Harvick: Spend the money for universal soft walls
Kevin Harvick was the latest driver to ask, “Why aren’t soft walls universal along the tracks where Sprint Cup runs?”
Soft wall is the energy-absorbing material that mitigates the danger of head-on crashes. Harvick hit the wall head-on last Sunday late in the Daytona 500. He was sore physically and he’s sore emotionally that a sport making so much money won’t spend to make the top safety technology universal, even in the sport’s premier venue.
“The tracks, for the most part, don’t listen to really anything unless it’s profitable for their shareholders,” Harvick said Friday. “So when you see somebody spending $400 million on their track, and they don’t have soft walls around the inside, maybe they could spend $403 million on their track and finish the inside of the speedway down there in Daytona.
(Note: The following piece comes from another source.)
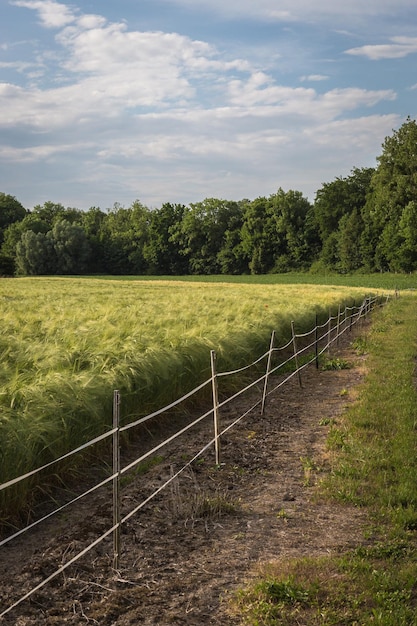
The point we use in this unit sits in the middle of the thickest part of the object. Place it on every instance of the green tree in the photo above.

“Yeah, I was sore all week. And just today I feel good enough to do what I need to do.
“It was a little frustrating, because it really shouldn’t even be a debate. … It’s just one of those things, I guess, that you just wait around for something else (horrible) to happen and then they’ll fix it.”
Harvick certainly isn’t the first to sound this warning. Jeff Gordon talked about the spotty use of soft wall at Dover after a similar jarring crash at Charlotte Motor Speedway.
Could have been worse: Jimmie Johnson said of “knockout” qualifying Friday, “Today went better than I expected, to be honest.” That sounded like code for “This thing needs a tweak.”
Johnson, and he’s not alone, saw it coming that when teams feel compelled to stroll around a track, attempting to cool a hot engine, with other drivers trying to set pole records, you’re asking for a crash. Count Johnson among drivers who say the solution is letting teams use cool-down units along pit road in qualifying.
On the other hand…: Pole-sitter Brad Keselowski said it’s unreasonable to make sweeping generalizations about this new qualifying method based on one race. He said each track’s unique layout and surface will change how teams approach qualifying.
Of course this was just Keselowski’s fourth pole in 163 Sprint Cup starts. He acknowledged this new format fits his approach.
Staying West: Apparently a number of drivers are going straight from Phoenix to Las Vegas, rather than return to their home bases. Vegas’ schedule is set up with an extra day, adding roughly four hours of testing to the week. Drivers want every minute of seat time NASCAR allows.
Practice makes ...: Kevin Harvick was consistently the fastest driver in the two Saturday practice sessions. He drove a top lap at 136.96 mph in the second practice. Kyle Larson had the second-fastest lap at 136.596. Ryan Newman had the third-fastest at 136.508.
Three things to watch
1. More go-for-it racing. Denny Hamlin said with this new scoring system (points matter less, wins matter more) you’re going to see teams quicker to throwe away initial race setups and taking more chances because racing for second is like racing for nothing.
2. Dramatic contrast. The contrast between superspeedway/restrictor plate racing in Daytona and short-track racing in Phoenix is dramatic. In Florida, you’re worrying about being caught up in the “Big One.” In Arizona, you worry if you aren’t in the front early, you might never get there.
3. Engine wear. Crew chiefs expressed concern about the stress this new “knockout” qualifying could potentially place on engines. More blowouts?
Observations• Hopefully it’s a lovely, dry day in Avondale Sunday. Showers Saturday were the first measurable rainfall in metro Phoenix since December.
• You can’t beat the views of mesas surrounding Phoenix International Raceway. But think twice before hiking – rattlesnake country.
• Pretty cool that Bill Elliott volunteered to fill in as Dale Earnhardt, Jr.’s spotter Friday and Saturday. Dale’s normal spotter is out this week with a health issue.